Wednesday, 13 June 2012

HTTP Header Injection

Sometimes user input may be reflected in the HTTP Response Header from the server. If this is the case we may want to inject additional headers to perform other tasks, e.g. setting extra cookies, redirecting the user's browser to another site, etc. One example of this is a file download from a website with a user defined filename that I tested.

The web application took a user inputted description for a dataset that was used in several places. It was passed through several layers of validation for output to the screen and to a CSV file for download. However, it was also used as the filename for the CSV download and was not subject to enough validation.
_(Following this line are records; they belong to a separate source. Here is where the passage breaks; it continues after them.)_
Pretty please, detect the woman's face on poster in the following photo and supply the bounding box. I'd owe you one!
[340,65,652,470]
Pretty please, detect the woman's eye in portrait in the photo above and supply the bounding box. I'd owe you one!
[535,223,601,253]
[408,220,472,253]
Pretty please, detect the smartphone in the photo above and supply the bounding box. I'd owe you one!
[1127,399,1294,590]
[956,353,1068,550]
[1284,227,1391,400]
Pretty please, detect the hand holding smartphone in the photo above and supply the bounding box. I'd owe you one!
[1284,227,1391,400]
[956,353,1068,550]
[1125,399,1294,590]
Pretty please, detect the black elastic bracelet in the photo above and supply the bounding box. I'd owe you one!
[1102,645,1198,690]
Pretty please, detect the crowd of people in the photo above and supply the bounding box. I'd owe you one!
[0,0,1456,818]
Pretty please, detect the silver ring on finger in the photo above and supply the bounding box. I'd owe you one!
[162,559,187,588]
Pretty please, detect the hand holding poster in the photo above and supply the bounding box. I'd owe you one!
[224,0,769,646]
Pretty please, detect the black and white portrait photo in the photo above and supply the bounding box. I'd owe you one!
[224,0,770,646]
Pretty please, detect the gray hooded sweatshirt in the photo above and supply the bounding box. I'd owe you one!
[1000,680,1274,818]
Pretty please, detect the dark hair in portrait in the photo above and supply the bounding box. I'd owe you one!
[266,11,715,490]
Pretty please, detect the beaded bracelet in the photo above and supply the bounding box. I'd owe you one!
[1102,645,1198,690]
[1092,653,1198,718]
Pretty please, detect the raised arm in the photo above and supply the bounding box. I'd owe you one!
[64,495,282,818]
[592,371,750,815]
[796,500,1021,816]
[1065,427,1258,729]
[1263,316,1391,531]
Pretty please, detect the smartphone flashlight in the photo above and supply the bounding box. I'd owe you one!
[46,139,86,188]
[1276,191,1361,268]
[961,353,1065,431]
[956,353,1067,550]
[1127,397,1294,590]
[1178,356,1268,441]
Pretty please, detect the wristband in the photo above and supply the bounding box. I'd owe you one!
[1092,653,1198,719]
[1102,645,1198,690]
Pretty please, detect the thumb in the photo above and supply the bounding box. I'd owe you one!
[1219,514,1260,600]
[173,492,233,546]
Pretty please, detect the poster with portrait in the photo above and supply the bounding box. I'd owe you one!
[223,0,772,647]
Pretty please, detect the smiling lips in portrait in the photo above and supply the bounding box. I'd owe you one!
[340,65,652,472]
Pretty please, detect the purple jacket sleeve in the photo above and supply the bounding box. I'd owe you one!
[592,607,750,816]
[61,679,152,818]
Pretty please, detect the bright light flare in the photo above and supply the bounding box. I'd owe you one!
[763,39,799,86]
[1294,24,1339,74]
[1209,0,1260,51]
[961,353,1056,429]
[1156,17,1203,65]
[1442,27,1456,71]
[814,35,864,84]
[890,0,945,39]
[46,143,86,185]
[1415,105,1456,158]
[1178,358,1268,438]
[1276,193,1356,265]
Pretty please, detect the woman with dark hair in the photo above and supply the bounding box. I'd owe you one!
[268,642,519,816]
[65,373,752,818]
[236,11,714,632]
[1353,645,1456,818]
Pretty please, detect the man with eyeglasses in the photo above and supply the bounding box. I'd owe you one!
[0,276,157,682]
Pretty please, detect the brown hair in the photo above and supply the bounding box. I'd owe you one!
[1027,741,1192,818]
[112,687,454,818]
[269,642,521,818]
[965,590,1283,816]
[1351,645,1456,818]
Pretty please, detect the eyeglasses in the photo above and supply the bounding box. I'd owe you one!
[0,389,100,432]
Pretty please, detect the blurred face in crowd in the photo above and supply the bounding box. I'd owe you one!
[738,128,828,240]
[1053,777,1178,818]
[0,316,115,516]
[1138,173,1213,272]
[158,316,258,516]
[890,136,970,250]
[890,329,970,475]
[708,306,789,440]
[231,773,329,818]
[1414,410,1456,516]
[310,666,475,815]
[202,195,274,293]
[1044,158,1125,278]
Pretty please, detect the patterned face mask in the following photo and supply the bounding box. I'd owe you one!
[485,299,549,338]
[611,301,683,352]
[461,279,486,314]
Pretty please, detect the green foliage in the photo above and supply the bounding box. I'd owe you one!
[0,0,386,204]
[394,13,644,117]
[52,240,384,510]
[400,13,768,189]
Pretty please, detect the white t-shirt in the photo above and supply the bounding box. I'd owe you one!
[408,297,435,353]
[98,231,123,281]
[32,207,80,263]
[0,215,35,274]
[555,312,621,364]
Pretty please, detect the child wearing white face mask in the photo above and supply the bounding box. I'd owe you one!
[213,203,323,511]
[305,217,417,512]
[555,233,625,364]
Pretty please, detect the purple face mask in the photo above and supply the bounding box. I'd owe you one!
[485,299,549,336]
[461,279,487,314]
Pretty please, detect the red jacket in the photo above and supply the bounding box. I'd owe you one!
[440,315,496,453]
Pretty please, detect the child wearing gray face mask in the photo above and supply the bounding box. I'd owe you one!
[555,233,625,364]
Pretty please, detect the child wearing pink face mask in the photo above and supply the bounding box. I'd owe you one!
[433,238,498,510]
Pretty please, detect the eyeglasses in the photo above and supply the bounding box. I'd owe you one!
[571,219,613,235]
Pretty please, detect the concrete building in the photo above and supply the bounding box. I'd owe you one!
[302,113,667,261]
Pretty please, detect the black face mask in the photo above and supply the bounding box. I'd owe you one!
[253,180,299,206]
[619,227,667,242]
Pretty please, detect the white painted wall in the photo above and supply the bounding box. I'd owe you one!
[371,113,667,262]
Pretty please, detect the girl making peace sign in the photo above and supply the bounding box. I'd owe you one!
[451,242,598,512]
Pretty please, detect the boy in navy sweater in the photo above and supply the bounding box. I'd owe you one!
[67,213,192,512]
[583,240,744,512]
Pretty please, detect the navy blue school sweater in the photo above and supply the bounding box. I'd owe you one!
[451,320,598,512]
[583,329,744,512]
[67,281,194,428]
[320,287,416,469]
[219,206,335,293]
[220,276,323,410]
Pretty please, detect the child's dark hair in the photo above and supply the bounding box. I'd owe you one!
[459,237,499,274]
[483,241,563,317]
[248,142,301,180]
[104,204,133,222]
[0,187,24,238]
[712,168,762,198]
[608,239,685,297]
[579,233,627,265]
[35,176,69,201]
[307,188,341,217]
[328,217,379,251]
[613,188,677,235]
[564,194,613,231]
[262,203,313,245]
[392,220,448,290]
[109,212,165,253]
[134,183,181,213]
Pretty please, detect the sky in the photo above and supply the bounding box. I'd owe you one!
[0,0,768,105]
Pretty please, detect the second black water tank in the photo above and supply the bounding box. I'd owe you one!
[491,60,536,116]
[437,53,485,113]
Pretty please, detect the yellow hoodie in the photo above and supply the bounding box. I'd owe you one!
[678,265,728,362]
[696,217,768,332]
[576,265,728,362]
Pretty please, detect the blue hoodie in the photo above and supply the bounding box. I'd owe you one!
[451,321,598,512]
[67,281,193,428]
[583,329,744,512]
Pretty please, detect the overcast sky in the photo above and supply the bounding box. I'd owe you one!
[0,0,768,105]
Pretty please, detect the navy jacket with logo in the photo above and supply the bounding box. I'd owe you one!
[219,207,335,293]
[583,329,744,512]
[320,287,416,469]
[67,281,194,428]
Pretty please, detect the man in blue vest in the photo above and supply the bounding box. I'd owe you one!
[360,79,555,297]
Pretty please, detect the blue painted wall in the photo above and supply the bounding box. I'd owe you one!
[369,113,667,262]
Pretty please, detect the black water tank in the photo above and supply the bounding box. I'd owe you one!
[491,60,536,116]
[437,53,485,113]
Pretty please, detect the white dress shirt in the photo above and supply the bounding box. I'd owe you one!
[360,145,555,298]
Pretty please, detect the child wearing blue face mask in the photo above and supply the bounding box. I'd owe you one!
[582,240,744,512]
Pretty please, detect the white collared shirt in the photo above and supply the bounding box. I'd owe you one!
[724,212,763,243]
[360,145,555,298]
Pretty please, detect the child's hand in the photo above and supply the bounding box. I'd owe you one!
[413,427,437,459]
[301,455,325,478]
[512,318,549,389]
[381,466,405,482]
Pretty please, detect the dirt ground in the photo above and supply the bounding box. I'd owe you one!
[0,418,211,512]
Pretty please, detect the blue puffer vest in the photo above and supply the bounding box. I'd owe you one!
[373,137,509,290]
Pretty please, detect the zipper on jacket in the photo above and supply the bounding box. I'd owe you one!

The filename was written to the HTTP headers as an attachment, e.g.:
Content-Disposition: attachment; filename="output.csv"
However, if we want to add a redirect header to the response from the server then we have to manipulate the filename/description. If we add a CRLF (carriage return line feed – i.e. a new line) then we can add a new header, such as:
Refresh: 0; url=http://www.google.com/#q="password.csv"
This will redirect the user's browser to the URL after 0 seconds, i.e. give them no chance to abort it. We need to send the CRLF ASCII character codes to the server to force it to put a new line in. This can be achieved by adding %0d%0a (CRLF) into the description. In this case the .csv" was added to the end automatically, which could be ignored by the malicious website or used as in this example above. So the full description becomes:
output.csv" %0d%0aRefresh: 0; url=http://www.google.com/#q="password
The output of this in the HTTP Header is:
Content-Disposition: attachment; filename="output.csv"
Refresh: 0; url=http://www.google.com/#q="password.csv"
In this case, though, I came up with a problem. If I used the above injection I got the following error:
Error 500: Invalid LF not followed by whitespace
It turns out that the character set is not properly dealt with by the web server. You cannot just add a space after the codes either as this will appear as a space at the beginning of the header line that we are injecting, which is interpreted by the browser as a continuation of the previous header line. The solution came from https://www.aspectsecurity.com/blog/to-redacted-thanks-for-everything-utf-8/ where overly long data is inserted knowing that it will be truncated to the correct codes. The following codes will be truncated to the CRLF:
%c4%8a
%c8%8a
%cc%8a
Now the working attack payload becomes:
output.csv" %cc%8aRefresh: 0; url=http://www.google.com/#q="password
The simplest way to fix this is to use a hardcoded output filename, e.g. output.csv. The user can change this when they download it if they want. Otherwise, more sophisticated validation is required to look for certain character codes and sequences.